I, personally, did not know about the way we treat intl comp on the calculator because I do not work in people ops. I found it useful new information.

1 comments

Thank you. I understand. I know PR is difficult and I really value the candor. I am very concerned personally about what Gitlab represents for my industry, but if you are all willing to speak directly to challenges on it that goes a very long way. I hope you can understand also why people have these concerns.

It seems to me that the reverse of your policy would be best for the world. If you free people to move, they can choose community, friends, family, politics over being tied to a single geographic location where most of the activity is. This would help with availability of technologists in many disadvantaged locales, and would provide an influx of taxable income and consumer spending locally. This should have the ultimate effect of improving economic conditions in depressed areas, and when that happens you can actually come back and reduce everyone's wages across all locales because the economy is healthier and more robust. It works out for the owners too in the end, if they take a long enough view.

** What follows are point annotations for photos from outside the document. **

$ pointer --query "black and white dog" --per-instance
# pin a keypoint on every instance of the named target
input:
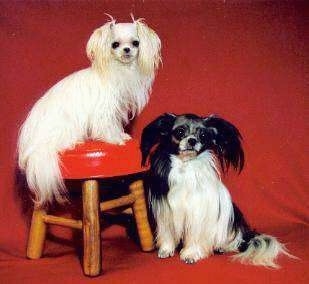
(190, 203)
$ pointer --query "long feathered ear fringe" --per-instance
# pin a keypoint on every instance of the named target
(149, 49)
(225, 141)
(154, 131)
(99, 46)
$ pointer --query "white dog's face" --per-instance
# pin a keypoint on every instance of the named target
(125, 42)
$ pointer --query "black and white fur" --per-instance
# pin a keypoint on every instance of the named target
(190, 203)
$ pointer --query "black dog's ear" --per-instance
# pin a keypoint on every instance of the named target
(225, 141)
(154, 132)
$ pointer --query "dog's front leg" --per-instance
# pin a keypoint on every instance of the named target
(194, 246)
(166, 242)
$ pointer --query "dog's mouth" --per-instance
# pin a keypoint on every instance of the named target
(187, 154)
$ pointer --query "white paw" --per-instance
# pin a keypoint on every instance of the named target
(126, 136)
(191, 255)
(165, 253)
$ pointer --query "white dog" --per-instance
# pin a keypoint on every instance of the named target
(93, 103)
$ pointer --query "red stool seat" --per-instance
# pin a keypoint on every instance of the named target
(89, 161)
(98, 159)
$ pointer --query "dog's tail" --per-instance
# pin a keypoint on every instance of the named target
(255, 248)
(261, 250)
(41, 167)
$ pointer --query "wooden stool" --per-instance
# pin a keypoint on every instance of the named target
(89, 162)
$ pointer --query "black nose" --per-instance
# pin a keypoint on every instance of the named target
(126, 50)
(192, 141)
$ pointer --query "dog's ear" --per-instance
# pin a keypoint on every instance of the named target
(158, 129)
(225, 140)
(149, 55)
(99, 46)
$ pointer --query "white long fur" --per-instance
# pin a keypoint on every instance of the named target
(94, 103)
(198, 211)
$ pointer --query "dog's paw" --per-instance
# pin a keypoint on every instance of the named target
(165, 253)
(126, 136)
(191, 255)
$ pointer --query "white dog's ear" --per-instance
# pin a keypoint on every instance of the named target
(149, 48)
(99, 46)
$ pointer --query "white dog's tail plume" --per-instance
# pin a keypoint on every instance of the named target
(43, 175)
(261, 250)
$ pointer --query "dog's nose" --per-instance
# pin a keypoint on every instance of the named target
(126, 50)
(192, 141)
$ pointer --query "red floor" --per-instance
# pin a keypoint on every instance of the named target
(242, 60)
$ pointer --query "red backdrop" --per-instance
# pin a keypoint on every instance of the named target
(242, 60)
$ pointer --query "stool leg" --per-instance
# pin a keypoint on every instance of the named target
(91, 229)
(37, 234)
(140, 213)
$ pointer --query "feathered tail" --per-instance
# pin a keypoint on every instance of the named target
(254, 248)
(43, 175)
(261, 250)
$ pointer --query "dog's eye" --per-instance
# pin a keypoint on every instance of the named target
(203, 136)
(179, 133)
(115, 44)
(135, 43)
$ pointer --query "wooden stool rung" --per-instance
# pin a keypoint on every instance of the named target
(65, 222)
(121, 201)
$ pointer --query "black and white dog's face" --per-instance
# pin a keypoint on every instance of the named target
(188, 135)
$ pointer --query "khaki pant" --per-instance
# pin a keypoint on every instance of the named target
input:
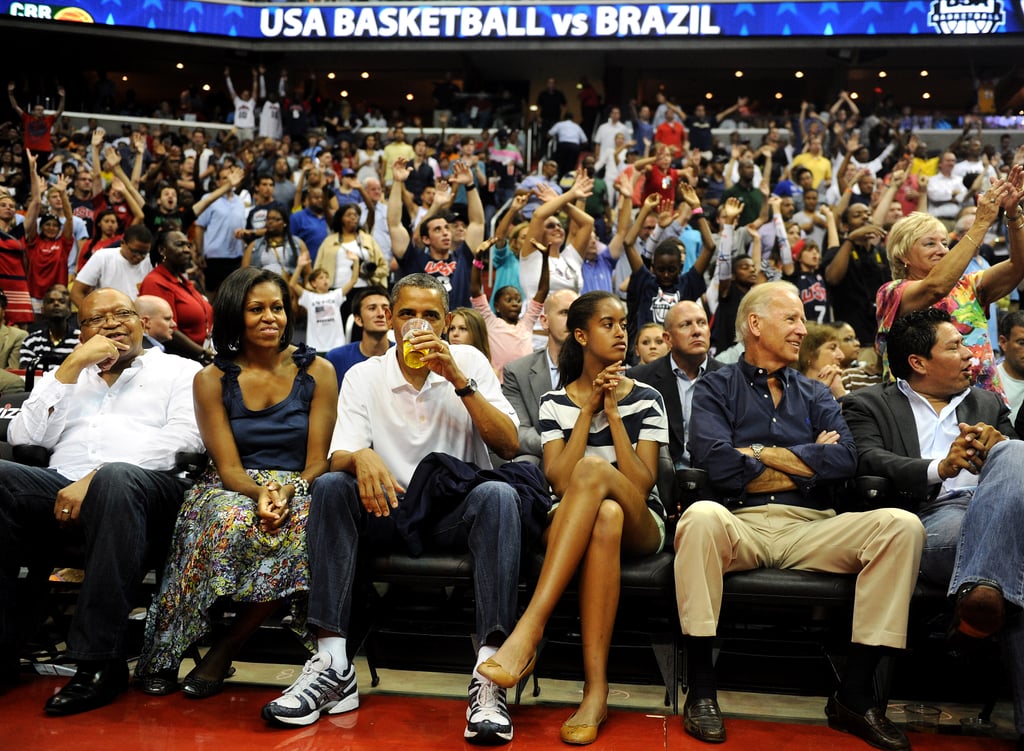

> If you free people to move

I guess it depends on your perspective whether this is the case. With the current policy, if the implementation works, GitLab employees should be free to move anywhere without sacrificing anything in terms of living conditions. If you live somewhere with low costs of living, you can move to your community in an area with higher costs of living, without noticing in the amount of things you can purchase. The same holds true when you move to an area with lower costs of living, but of course, you'd get paid less.